Policy and practice implications
WorkRise has identified the following implications for policy and practice:
Implications for policymakers
- Tie minimum wages to inflation to ensure the prevalence of better jobs. Of the 30 states and the District of Columbia that have implemented a minimum wage, only a fraction have fixed this wage to increase when prices rise. High inflation in recent years highlights the need for laws of this kind to match the prices that workers pay for simple goods and services; otherwise, their purchasing power steadily diminishes.
- Consider the positive impacts of raising the minimum wage on overall business productivity. Policymakers interested in maximizing productivity and growth in the US economy should consider raising the minimum wage to shift low-wage workers into better, more productive jobs.
- Employ other solutions to protect workers from unemployment. When job losses do occur as due to increases in the minimum wage, it is important for policymakers to enact policies that can protect workers during these times, such as expanded unemployment insurance. These policies can spur increased employment and better job matching in the long run, without keeping wages low for entire sectors in the short run.

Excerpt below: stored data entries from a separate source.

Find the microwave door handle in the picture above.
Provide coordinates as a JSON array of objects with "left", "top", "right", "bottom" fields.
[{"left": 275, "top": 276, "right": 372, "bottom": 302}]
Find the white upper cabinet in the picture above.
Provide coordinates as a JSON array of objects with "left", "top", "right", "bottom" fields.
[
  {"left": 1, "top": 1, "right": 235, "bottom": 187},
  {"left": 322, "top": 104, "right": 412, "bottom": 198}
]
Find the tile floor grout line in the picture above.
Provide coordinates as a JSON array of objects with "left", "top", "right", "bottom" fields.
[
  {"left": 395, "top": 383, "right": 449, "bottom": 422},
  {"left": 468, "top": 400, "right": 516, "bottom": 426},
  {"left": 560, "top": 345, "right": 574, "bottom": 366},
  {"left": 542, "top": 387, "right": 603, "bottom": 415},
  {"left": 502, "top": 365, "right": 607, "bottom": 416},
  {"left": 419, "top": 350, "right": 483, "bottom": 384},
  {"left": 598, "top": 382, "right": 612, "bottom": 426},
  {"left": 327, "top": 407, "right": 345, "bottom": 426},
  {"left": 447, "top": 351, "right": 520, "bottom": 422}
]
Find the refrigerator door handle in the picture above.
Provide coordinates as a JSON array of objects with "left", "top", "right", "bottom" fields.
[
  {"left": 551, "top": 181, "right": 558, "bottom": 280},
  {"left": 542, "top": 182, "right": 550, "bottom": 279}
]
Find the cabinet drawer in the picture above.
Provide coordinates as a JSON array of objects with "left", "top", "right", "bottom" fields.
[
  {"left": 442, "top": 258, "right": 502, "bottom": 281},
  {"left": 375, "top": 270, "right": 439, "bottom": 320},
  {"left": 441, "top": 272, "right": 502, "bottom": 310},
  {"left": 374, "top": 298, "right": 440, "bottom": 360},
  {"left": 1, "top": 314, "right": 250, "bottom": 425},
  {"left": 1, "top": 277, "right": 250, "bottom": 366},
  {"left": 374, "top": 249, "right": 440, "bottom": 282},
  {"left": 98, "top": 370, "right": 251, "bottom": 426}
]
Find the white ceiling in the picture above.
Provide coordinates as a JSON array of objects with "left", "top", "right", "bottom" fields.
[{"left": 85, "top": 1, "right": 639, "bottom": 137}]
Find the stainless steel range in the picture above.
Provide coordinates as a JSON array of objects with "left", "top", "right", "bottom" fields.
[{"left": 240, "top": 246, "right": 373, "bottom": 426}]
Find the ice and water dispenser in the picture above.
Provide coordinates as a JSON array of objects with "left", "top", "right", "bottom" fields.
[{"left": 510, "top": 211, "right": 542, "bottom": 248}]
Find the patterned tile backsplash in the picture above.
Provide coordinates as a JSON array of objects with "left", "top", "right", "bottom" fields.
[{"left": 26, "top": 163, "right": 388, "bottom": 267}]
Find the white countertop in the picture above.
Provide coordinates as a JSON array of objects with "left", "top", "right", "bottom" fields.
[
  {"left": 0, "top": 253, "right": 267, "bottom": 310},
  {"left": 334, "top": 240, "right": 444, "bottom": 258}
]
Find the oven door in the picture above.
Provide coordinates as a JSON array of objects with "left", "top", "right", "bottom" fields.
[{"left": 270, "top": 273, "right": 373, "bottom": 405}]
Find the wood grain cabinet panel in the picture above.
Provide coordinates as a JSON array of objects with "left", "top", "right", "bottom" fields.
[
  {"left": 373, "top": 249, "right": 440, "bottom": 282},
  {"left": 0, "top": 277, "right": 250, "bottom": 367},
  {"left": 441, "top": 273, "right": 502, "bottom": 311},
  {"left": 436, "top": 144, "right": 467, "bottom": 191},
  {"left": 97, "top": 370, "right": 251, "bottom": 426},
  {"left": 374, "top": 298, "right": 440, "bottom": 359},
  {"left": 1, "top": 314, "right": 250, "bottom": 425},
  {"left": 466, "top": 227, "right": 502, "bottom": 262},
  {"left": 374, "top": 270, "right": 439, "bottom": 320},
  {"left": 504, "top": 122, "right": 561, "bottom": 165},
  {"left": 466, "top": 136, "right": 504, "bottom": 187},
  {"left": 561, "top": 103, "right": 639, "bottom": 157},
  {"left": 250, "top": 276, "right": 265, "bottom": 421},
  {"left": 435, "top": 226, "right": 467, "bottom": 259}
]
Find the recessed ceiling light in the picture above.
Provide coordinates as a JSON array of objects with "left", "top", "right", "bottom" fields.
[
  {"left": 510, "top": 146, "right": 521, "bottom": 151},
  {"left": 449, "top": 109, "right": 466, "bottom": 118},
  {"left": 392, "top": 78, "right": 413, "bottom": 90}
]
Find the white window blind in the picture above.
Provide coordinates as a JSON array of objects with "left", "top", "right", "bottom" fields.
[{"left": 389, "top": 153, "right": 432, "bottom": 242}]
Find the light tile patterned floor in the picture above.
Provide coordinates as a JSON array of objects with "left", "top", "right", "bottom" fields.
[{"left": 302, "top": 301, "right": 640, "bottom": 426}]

Implications for businesses and practitioners
- Build on recent gains in worker power to demand higher minimum wages. Recent, substantial increases in state and local minimum wages can find their root in worker organizing over the past 15 years. Advocacy groups, such as the Fight for 15, have brought the attention of state and local policymakers to the economic necessity of wage increases for low-income workers. The recent rejuvenation of the worker power movement could heighten the pressure on policymakers to enact similar legislation in the coming years.

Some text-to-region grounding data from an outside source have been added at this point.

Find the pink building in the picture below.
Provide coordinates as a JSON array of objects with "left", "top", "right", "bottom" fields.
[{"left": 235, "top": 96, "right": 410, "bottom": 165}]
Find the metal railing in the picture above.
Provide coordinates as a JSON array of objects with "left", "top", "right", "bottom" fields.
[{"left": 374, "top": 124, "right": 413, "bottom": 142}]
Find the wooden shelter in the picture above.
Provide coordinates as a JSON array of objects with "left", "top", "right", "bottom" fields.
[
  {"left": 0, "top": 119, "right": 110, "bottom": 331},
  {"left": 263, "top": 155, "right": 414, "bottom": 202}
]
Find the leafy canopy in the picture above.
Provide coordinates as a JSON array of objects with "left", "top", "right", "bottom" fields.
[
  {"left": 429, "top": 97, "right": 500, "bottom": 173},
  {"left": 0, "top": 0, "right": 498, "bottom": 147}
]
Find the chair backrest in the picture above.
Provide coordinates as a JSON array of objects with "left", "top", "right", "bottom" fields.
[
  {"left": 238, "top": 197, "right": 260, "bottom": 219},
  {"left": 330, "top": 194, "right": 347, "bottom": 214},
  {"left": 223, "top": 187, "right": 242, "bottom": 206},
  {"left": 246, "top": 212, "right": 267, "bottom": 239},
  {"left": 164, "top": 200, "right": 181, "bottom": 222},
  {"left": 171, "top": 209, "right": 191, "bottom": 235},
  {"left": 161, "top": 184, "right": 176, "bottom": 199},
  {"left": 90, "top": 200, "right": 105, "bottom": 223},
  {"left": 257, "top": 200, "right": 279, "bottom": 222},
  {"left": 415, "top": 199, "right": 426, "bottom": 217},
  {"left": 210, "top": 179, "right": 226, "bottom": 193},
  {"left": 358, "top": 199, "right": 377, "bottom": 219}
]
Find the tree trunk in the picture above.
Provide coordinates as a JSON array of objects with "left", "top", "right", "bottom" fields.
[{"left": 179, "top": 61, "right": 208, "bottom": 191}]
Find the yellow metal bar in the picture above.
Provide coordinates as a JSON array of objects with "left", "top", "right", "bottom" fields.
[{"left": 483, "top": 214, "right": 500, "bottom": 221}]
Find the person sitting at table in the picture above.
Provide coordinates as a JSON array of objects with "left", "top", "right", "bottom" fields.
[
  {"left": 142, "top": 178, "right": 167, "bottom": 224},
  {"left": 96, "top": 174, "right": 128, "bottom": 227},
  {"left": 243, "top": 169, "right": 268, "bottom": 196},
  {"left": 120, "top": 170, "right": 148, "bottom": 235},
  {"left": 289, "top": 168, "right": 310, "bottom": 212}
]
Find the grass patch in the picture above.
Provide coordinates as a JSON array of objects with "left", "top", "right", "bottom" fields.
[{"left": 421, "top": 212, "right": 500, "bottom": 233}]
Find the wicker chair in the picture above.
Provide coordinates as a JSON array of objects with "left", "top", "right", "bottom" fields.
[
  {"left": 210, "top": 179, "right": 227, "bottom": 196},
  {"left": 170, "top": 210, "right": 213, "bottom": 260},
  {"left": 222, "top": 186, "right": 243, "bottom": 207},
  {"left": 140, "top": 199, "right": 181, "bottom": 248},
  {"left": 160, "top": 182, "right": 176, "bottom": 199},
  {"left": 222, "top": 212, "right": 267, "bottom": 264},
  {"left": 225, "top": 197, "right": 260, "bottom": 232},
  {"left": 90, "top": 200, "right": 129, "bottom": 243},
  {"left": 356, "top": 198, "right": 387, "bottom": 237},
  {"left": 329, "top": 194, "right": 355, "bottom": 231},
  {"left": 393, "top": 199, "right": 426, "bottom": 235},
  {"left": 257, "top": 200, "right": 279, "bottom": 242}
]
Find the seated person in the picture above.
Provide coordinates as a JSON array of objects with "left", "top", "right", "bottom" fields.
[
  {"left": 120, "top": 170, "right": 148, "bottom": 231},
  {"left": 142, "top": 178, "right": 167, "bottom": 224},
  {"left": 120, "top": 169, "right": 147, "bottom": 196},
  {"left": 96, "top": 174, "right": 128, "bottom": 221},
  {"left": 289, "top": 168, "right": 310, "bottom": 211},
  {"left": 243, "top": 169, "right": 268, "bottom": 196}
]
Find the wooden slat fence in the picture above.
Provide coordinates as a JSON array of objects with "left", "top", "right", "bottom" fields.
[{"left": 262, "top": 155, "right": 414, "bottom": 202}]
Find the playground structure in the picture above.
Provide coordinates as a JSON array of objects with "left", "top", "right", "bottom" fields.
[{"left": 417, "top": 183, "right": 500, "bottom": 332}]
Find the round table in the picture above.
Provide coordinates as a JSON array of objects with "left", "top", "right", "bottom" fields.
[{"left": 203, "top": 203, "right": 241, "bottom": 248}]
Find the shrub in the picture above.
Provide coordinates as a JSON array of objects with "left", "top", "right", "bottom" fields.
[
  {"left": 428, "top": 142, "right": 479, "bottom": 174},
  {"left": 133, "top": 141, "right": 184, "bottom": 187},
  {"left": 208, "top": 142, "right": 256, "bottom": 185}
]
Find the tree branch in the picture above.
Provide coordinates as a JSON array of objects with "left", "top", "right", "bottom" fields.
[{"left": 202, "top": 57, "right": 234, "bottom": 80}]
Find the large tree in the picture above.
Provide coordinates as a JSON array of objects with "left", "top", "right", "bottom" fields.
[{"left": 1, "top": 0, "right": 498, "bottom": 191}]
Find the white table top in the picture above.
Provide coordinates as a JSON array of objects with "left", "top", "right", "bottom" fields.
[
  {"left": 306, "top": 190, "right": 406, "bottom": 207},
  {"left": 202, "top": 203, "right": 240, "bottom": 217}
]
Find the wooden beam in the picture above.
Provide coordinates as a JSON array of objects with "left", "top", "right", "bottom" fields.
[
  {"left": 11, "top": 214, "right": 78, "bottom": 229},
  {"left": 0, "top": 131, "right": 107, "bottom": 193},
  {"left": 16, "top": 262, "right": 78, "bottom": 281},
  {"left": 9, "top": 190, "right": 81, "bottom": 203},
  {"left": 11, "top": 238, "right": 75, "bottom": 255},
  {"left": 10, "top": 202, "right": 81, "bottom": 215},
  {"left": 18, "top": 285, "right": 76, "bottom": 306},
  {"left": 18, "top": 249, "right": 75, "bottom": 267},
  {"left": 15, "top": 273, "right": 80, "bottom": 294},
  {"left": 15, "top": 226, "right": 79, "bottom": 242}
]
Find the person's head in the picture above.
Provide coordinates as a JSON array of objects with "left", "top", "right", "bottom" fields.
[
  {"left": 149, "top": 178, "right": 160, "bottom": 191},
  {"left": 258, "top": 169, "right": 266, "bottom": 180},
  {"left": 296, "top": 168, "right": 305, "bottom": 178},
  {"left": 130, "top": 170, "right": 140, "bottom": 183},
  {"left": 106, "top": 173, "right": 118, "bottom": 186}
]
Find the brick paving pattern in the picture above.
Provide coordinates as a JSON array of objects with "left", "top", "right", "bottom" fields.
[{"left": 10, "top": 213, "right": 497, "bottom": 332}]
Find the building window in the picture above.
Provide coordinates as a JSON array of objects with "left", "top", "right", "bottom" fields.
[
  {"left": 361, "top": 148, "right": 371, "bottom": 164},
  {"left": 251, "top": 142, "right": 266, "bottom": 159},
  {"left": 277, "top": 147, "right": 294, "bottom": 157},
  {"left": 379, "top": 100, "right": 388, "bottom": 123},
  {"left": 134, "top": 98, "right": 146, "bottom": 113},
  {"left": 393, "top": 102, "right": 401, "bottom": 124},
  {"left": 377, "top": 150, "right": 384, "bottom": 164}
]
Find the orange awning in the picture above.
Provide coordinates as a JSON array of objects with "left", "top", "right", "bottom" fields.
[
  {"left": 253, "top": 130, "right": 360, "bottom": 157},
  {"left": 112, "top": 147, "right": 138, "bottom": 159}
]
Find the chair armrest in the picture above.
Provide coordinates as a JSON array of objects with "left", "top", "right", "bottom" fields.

- Raise company wages to reduce turnover costs. Given the evidence of links between higher wages, reduced employee turnover, and the resultant rise in productivity and reduction in hiring costs, companies should consider the benefits of wage increases irrespective of minimum wage policy.
Implications for researchers
- Study novel policy changes. Differences in state minimum wages in the past allowed researchers to then assess their impacts. With the recent flurry of state and local minimum laws over the past decade, such as in Seattle and San Francisco, there are ample new and emerging new data, through which increases in the minimum wage can be studied and the lessons from these programs can be applied.
Higher minimum wages can shift low-wage US workers into good jobs and raise wages more than prices. They remain one of the best mechanisms for generating economic mobility among low-wage workers while improving many businesses’ productivity. In light of this growing body of evidence, policymakers should consider ways to implement and strengthen minimum wage policies in the future. Businesses, practitioners, and researchers, too, all have important roles to play in increasing wages for low-income workers and understanding how best these workers can contribute to stronger US business and overall economic productivity.